About a year ago, I had the opportunity to visit the

Metropolitan Museum of Art

with my husband to see the Robert Frank exhibit, Looking In: Robert Frank's The Americans. What a great exhibit it was! Robert Frank is a living photographic legend and a master photographer. His photographs documented America and what it meant to be American. The prints themselves were beautifully printed and simply presented. Those photographs historically depicted an America of a time gone by. They revealed to the viewer looking in, a historical pictorial account of America. As I viewed each of the great images presented, I could not help but wonder about the people in the photographs? Who were they? What kind of lives did they lead? Where are they now?

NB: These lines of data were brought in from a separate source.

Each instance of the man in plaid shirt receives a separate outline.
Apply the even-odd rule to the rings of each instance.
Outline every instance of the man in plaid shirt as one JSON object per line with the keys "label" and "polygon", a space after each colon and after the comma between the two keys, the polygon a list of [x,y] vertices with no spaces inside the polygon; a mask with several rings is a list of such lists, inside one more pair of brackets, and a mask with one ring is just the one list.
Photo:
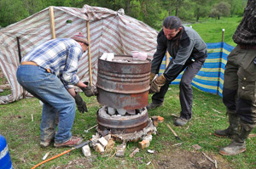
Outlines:
{"label": "man in plaid shirt", "polygon": [[[79,61],[89,43],[79,34],[71,38],[56,38],[36,47],[21,60],[17,70],[19,83],[43,103],[41,120],[42,147],[55,141],[55,147],[74,146],[81,138],[72,136],[75,104],[80,112],[87,112],[85,102],[74,86],[87,86],[76,75]],[[55,133],[55,116],[59,113]]]}
{"label": "man in plaid shirt", "polygon": [[230,145],[220,149],[219,153],[224,155],[244,152],[246,140],[256,126],[255,0],[248,0],[233,40],[237,46],[228,56],[223,90],[223,102],[227,108],[230,126],[214,132],[217,137],[233,138]]}

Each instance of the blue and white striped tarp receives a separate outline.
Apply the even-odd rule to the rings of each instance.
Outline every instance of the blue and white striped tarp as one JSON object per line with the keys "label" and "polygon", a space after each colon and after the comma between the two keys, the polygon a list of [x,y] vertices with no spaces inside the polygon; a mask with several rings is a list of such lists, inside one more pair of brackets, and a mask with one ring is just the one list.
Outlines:
{"label": "blue and white striped tarp", "polygon": [[[208,57],[195,78],[192,85],[201,91],[218,94],[222,97],[224,72],[227,63],[227,56],[234,48],[234,47],[225,42],[207,43]],[[172,58],[170,57],[170,60]],[[160,65],[160,73],[163,73],[166,69],[165,56]],[[172,84],[178,84],[182,72]]]}

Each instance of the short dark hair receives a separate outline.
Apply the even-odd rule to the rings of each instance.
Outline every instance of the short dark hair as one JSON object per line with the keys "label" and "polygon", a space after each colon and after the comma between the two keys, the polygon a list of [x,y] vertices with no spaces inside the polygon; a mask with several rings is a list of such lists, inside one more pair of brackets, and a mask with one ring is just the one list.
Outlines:
{"label": "short dark hair", "polygon": [[182,26],[182,22],[177,16],[168,16],[165,19],[163,26],[165,26],[166,29],[175,29],[177,31],[178,28],[180,28],[180,26]]}

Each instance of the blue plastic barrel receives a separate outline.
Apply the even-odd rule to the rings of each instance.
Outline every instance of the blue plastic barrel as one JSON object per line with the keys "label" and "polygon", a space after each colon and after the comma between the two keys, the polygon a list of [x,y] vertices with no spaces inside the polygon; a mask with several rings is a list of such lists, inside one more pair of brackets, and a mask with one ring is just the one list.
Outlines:
{"label": "blue plastic barrel", "polygon": [[10,160],[9,148],[3,136],[0,134],[0,169],[13,168]]}

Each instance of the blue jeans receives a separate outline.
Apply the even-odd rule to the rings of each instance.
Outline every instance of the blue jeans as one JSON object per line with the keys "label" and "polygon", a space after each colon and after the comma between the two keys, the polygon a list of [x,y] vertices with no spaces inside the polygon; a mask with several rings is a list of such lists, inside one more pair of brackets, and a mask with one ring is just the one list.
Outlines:
{"label": "blue jeans", "polygon": [[[20,65],[17,70],[19,83],[43,103],[41,141],[55,138],[55,144],[70,139],[75,117],[75,100],[60,79],[46,70],[35,65]],[[55,132],[55,115],[59,112],[58,130]]]}

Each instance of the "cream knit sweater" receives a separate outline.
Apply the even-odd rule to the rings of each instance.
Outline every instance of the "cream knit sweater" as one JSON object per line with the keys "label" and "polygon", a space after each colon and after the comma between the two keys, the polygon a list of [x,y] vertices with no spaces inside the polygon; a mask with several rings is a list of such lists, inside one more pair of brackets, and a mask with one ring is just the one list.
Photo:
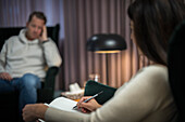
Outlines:
{"label": "cream knit sweater", "polygon": [[121,86],[95,112],[74,113],[49,107],[47,122],[176,122],[176,107],[168,81],[168,69],[149,66]]}
{"label": "cream knit sweater", "polygon": [[0,54],[0,72],[9,72],[12,78],[24,73],[45,78],[47,66],[61,65],[58,48],[51,39],[46,43],[40,43],[38,39],[28,41],[25,32],[26,29],[23,29],[18,36],[5,41]]}

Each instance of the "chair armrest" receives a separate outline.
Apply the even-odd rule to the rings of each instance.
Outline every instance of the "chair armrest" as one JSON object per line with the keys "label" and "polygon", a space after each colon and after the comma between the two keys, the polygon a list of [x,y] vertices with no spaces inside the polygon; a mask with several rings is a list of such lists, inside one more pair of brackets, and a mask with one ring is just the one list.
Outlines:
{"label": "chair armrest", "polygon": [[116,89],[90,80],[90,81],[87,81],[87,83],[86,83],[84,96],[92,96],[92,95],[99,93],[100,91],[103,91],[103,93],[101,95],[99,95],[98,97],[96,97],[95,99],[100,105],[103,105],[106,101],[108,101],[114,95]]}

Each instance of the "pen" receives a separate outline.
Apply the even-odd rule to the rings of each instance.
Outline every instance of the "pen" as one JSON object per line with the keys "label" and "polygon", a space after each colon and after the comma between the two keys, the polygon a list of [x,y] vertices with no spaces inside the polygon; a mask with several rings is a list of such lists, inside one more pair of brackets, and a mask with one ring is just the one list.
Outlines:
{"label": "pen", "polygon": [[[101,91],[101,92],[99,92],[99,93],[95,94],[94,96],[91,96],[90,98],[87,98],[87,99],[86,99],[86,100],[84,100],[83,103],[87,103],[87,101],[89,101],[90,99],[92,99],[92,98],[97,97],[98,95],[100,95],[102,92],[103,92],[103,91]],[[75,109],[76,107],[77,107],[77,106],[74,106],[74,107],[73,107],[73,109]]]}

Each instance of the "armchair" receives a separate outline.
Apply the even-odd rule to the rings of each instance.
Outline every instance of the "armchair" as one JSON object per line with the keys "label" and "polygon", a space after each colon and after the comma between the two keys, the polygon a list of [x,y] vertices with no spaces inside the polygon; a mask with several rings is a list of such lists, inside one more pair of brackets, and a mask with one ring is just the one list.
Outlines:
{"label": "armchair", "polygon": [[[4,41],[11,36],[17,36],[23,27],[0,28],[0,51]],[[59,41],[60,25],[47,27],[48,37],[50,37],[57,45]],[[37,90],[37,103],[50,103],[53,99],[55,76],[59,72],[59,67],[50,67],[47,70],[45,82],[41,83],[41,89]],[[0,110],[2,114],[0,120],[16,122],[18,121],[18,92],[0,93]]]}
{"label": "armchair", "polygon": [[169,80],[178,111],[178,122],[185,122],[185,21],[176,27],[169,42]]}

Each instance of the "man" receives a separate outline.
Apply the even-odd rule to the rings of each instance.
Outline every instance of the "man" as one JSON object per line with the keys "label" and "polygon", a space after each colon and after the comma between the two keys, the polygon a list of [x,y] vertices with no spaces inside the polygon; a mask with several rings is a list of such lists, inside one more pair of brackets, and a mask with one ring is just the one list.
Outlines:
{"label": "man", "polygon": [[55,43],[47,37],[47,18],[33,12],[18,36],[8,39],[0,53],[0,92],[20,92],[20,112],[37,101],[37,89],[46,77],[46,67],[61,65]]}

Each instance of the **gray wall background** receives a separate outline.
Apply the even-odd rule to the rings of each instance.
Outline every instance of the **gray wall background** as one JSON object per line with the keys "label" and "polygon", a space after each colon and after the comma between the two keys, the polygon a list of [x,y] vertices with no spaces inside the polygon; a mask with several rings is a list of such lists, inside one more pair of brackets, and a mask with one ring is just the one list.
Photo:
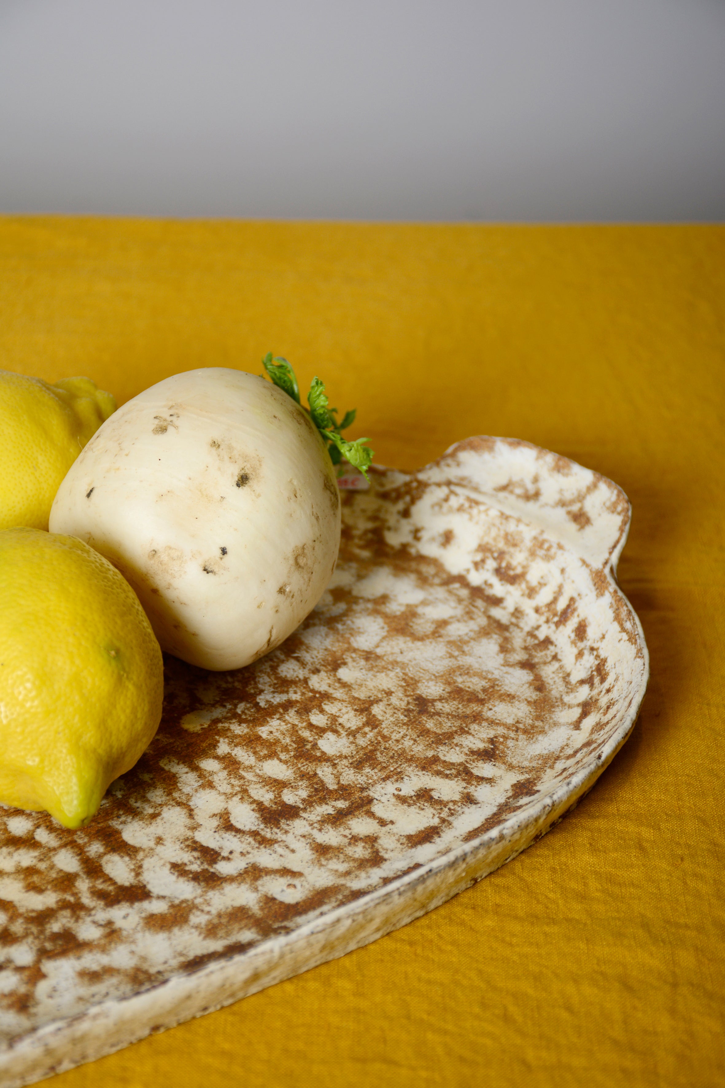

I came upon the "Barnacle Shoes" in the photograph above as I was walking along the shore. I had to stop and make the photograph. Looking at these old shoes, I could not help but wonder who they had belonged to. Who had worn the old shoes?  Were these shoes from a foreign land and just now washing up on our shores or were they simply discarded, forgotten, or just left behind? The more I looked at the shoes, the more questions I had. I look at these old shoes as Robert Frank must have looked at his subjects when photographing 

The Americans

. I am looking as the observer documenting and asking questions of what I see. I am choosing to make a photograph of barnacle shoes that have washed ashore. It is those of us who are photographic observers and documentarists, who constantly strive to show others that which most people, simply walk by and disregard. Perhaps we too should be more like Robert Frank and "Look In" to our world and help document our pictorial history. Document those things that are important to you and you hold close to your heart-your family, your children, your pets, your loved ones. Document your history so that you will always remember.